Forgiving the poor attempt at humor in the lede, the Los Angeles Times had a good, informative story about the existential crisis facing the Conservative movement of American Judaism. The news hook was a meeting in Las Vegas of the Rabbinical Assembly, at which Conservative Judaism's spiritual leaders discussed rebranding the movement.
In case you're not familiar, Conservative Judaism is not exactly what it sounds like. It started in Germany in the mid-1800s as a response to Reform Judaism, and is actually older that image. Conservative Judaism is seen as a hedge between Orthodox and Reform Judaism, but that isn't really accurate either. Generally speaking, the Conservative movement places value both on the modernity and meaningfulness emphasized by the Reform and on the Jewish tradition and law emphasized by the Orthodox.
My Jewish law professor at UCLA is a Conservative rabbi, and there is a lot more detail I could go into here. But the important thing to know is that Conservative in the Jewish theological sense is not the same as being conservative politically. It's about following Jewish tradition while adjusting to changes in society.
Which brings me back to Mitchell Landsberg's story for the LAT.
Landsberg does a good job capturing the concern among leading Conservative rabbis. And he has some good details form the frontlines; he also puts Conservative Judaism's decline in the context of slipping numbers for other Jewish denominations and mainline Christian denominations.
But then I got to this section toward the end, and when Rabbi David Wolpe mentioned "ideology," I realized that I was more than halfway through the story about rebranding Conservative Judaism but had only my own knowledge of Conservative doctrine to rely on:
The Conservative rabbis won't become car salesmen, but they batted around some fairly radical ideas and predictably stirred up some opposition.
There was talk of eliminating membership dues for synagogues or switching to a la carte "fee-for-service" plans -- so that a parent who wants only to send his or her child to religious school won't also be paying to support the congregation's other programs. But some said dues give congregants a vital sense of ownership.
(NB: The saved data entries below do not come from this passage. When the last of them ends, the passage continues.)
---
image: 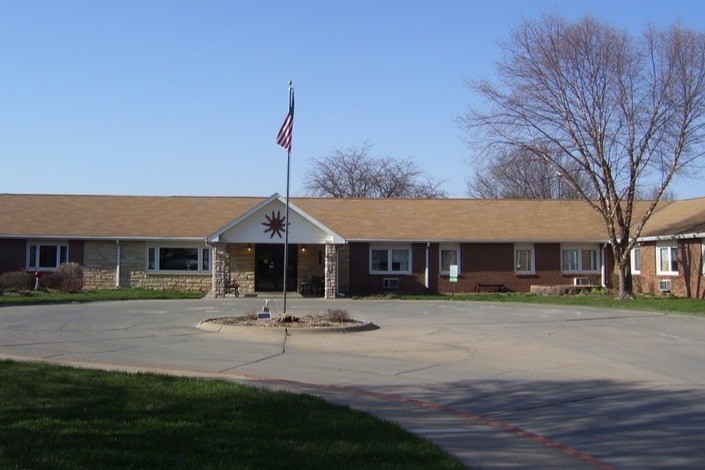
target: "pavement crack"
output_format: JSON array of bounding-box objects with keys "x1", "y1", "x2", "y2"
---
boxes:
[
  {"x1": 394, "y1": 363, "x2": 440, "y2": 376},
  {"x1": 217, "y1": 331, "x2": 288, "y2": 373}
]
Wolpe, the Sinai Temple rabbi, said the movement needs a slogan, one that's short enough to fit on a bumper sticker. He suggested "A Judaism of Relationships."
"We don't have a coherent ideology," he told his fellow rabbis. "If you ask everybody in this room 'What does Conservative Judaism stand for?' my guess is that you'd get 100 different answers. . . . That may be religiously a beautiful thing, but if you want a movement, that's not such a hot result."
Fortunately, Landsberg sprinkles some of Conservative Judaism's theological foundation in the final paragraphs. And I guess it's better late than never.
But one question not answered was how this effort at rebranding will be any different or more successful than anything that's been done in the past. As Landsberg noted, Conservative Judaism has been sliding for a good while now. This is neither a new phenomenon nor a first attempt at turning things around.
Landsberg also mentions the Conservative movement in Israel, known as Masorti, but doesn't ask or answer the question of whether there is anything the Conservative Jews in the United States can learn from their younger brother in Israel.
Getting into those details may not be as compelling as quotes warning that the end may be nigh. But it would make a good story a better one.